紗和己さんは前を向いたままちょっと言葉を詰まらせて、それから困ったように口を開いた。


「…実は、僕が柚果莉の弟だって知ったら美織さん引くかなと思って。いつ言おうか迷ってたんですよ」


「え?引くって…なんで?」


「だって美織さん、僕の事を女の子だと思ってたでしょう?『サワちゃん』って。

それが実はいい歳したデカイ男だって知ったらガッカリしちゃいません?」


「…あ…」


そう言えば。

私、ずっと『サワちゃん』をユカちゃんの『妹』だと思ってた。

多分弟だって聞いてた筈なんだけど、もうひとりの妹さんの話とゴッチャになった上、名前がなんか女っぽかったから完全に誤解してたんだ。

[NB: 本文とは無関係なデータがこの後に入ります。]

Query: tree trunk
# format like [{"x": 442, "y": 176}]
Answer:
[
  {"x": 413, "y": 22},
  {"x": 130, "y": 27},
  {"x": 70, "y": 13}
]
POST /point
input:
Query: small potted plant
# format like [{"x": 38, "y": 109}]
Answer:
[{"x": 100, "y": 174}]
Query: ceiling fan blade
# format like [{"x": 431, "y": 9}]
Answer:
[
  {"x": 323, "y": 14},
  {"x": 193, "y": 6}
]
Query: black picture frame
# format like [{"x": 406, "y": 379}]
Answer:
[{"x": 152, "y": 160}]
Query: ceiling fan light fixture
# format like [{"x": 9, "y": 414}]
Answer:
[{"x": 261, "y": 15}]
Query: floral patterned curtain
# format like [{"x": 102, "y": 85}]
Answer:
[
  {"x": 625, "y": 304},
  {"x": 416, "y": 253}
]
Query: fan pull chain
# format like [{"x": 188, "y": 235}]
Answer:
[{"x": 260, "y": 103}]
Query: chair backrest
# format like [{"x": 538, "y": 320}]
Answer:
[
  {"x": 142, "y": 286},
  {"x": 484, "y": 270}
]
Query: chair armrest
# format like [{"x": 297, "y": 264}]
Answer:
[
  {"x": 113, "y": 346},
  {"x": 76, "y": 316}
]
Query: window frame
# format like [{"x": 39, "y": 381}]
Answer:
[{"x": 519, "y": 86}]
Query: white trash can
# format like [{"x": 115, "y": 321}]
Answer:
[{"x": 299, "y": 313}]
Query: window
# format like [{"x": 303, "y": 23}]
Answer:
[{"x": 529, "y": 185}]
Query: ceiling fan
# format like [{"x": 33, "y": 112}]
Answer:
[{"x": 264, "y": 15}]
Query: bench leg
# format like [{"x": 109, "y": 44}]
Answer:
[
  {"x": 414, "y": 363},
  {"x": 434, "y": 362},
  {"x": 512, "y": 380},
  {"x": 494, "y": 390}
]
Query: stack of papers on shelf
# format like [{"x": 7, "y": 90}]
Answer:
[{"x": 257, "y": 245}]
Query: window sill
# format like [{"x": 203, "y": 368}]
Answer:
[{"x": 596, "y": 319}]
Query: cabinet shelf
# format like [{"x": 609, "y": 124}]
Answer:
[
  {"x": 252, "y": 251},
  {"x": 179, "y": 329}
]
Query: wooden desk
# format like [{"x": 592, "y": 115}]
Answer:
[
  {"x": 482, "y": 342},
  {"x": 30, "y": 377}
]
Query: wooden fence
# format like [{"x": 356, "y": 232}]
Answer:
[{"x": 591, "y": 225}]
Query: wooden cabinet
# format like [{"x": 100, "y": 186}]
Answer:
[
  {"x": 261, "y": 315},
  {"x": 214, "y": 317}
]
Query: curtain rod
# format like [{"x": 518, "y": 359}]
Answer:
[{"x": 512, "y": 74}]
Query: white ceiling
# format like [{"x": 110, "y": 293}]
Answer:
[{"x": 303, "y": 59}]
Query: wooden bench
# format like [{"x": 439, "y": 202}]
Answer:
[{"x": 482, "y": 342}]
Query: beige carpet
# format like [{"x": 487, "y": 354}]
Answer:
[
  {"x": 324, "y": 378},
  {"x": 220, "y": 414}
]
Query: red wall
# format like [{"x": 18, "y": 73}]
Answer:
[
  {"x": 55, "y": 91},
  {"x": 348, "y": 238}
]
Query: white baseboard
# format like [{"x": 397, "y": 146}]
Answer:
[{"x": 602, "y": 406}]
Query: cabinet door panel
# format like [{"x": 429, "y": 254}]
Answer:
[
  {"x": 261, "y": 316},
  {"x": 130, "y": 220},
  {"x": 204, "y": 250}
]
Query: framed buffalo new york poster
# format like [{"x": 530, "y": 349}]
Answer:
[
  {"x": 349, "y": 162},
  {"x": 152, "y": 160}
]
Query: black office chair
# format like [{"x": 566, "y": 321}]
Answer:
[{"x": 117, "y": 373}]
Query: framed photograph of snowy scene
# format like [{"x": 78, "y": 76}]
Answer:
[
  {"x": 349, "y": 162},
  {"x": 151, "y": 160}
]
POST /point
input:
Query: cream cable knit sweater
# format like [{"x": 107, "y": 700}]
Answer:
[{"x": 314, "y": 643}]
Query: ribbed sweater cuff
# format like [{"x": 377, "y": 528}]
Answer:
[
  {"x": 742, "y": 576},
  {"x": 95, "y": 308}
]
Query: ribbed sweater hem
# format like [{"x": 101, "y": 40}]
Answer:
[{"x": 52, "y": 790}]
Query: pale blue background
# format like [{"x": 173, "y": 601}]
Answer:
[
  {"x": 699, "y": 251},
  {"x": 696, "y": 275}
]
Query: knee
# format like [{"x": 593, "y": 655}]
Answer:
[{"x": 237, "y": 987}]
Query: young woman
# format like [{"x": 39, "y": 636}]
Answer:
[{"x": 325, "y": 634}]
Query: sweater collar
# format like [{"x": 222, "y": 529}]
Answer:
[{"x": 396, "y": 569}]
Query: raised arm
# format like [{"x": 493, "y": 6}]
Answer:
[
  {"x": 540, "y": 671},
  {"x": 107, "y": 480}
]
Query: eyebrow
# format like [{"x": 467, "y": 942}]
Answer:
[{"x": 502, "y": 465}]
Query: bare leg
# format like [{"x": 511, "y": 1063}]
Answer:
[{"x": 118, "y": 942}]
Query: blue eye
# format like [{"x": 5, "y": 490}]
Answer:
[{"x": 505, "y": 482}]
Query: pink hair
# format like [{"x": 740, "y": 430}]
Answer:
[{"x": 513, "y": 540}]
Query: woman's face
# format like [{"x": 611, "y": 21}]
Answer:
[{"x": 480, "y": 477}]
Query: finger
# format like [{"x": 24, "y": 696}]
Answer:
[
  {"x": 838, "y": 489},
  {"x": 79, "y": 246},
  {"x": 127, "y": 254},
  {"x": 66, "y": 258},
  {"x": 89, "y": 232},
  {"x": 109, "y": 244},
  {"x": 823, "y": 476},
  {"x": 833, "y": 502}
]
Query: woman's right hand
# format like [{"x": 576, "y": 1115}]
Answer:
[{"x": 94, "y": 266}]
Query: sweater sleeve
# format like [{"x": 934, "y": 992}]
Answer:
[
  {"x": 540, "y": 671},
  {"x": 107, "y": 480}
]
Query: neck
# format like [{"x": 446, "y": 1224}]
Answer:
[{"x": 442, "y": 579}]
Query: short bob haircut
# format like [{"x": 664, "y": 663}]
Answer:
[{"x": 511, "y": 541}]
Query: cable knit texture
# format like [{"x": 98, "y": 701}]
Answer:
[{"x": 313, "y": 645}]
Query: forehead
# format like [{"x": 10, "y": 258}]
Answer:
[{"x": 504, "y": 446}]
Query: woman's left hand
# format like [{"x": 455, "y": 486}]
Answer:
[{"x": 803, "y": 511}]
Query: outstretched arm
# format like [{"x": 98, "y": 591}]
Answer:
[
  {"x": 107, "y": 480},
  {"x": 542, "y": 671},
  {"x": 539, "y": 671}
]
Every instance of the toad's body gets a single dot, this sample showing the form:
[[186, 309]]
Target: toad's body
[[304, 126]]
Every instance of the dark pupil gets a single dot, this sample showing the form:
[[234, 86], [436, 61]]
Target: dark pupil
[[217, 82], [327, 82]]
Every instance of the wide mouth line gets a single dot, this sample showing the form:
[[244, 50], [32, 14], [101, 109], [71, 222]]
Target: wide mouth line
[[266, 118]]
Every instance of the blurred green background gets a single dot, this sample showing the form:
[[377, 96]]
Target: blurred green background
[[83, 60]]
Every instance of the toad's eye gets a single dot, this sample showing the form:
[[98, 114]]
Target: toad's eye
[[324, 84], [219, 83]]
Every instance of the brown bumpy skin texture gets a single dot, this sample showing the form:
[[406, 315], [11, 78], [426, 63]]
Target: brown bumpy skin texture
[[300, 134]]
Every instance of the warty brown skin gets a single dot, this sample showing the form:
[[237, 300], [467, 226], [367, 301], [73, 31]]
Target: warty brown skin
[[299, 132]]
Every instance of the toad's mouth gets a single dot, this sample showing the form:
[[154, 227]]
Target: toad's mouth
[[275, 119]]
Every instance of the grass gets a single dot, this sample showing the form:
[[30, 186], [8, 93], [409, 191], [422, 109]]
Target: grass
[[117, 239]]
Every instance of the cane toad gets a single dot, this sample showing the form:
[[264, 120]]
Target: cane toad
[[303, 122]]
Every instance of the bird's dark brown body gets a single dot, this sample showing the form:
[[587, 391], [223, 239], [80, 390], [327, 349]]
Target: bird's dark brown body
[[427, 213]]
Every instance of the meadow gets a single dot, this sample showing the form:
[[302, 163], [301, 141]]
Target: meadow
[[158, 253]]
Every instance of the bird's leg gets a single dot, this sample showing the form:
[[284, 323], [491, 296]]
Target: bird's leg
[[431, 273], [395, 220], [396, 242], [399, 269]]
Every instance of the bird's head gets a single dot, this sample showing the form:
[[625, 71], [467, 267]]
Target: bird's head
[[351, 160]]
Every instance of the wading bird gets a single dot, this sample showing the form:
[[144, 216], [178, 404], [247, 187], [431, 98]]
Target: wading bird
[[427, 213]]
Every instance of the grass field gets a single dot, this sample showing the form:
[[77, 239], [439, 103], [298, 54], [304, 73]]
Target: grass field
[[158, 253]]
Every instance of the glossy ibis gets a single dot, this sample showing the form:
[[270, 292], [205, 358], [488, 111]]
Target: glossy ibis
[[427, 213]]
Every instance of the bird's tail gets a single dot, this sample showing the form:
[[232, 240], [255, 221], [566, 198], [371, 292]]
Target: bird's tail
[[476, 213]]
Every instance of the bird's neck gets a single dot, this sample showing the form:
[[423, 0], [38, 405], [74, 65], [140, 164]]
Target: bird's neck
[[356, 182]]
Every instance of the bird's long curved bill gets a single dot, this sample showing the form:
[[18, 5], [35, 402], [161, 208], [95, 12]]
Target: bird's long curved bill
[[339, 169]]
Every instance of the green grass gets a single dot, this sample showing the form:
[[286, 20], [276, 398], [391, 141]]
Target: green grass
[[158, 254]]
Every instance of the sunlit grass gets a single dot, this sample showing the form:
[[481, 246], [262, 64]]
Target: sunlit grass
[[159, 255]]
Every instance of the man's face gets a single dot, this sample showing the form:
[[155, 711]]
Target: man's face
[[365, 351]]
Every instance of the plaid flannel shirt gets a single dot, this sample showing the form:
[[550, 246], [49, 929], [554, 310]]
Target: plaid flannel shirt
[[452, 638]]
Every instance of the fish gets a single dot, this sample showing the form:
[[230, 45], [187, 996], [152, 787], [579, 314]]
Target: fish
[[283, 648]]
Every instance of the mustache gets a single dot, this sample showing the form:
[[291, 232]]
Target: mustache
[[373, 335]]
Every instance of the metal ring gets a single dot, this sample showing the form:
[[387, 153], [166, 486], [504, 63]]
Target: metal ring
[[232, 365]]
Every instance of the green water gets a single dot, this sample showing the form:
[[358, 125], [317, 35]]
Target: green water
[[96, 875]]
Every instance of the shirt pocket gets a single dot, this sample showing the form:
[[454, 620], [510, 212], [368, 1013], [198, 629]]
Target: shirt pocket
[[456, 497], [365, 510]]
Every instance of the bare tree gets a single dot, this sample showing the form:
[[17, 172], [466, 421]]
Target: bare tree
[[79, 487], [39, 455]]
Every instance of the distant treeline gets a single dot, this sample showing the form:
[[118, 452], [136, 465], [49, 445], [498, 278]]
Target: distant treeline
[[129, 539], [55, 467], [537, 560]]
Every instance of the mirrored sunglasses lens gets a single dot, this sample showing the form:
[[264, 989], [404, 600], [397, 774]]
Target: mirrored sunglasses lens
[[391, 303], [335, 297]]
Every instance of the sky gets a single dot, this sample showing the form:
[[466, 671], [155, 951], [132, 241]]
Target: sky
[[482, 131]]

「そんな男が8年も貴女を想い続けてましたって…気味悪がられるかなあって」


「ぜ、全然っ!!一途で嬉しいですよ!」


…でも確かに、初対面でそれ言われてたらあの時の私だったら戸惑っただろうな。


「だからこないだ美織さんにその話した時も本当は結構迷ったんです。

『サワちゃん』は美織さんの中で綺麗な思い出のまま残しておいた方がいいんじゃないかって」


「そんな事…心配してたんだ…」



紗和己さんも、色々考えてたんだ。

不安だったり、私の事心配したり。

そっか。そっか。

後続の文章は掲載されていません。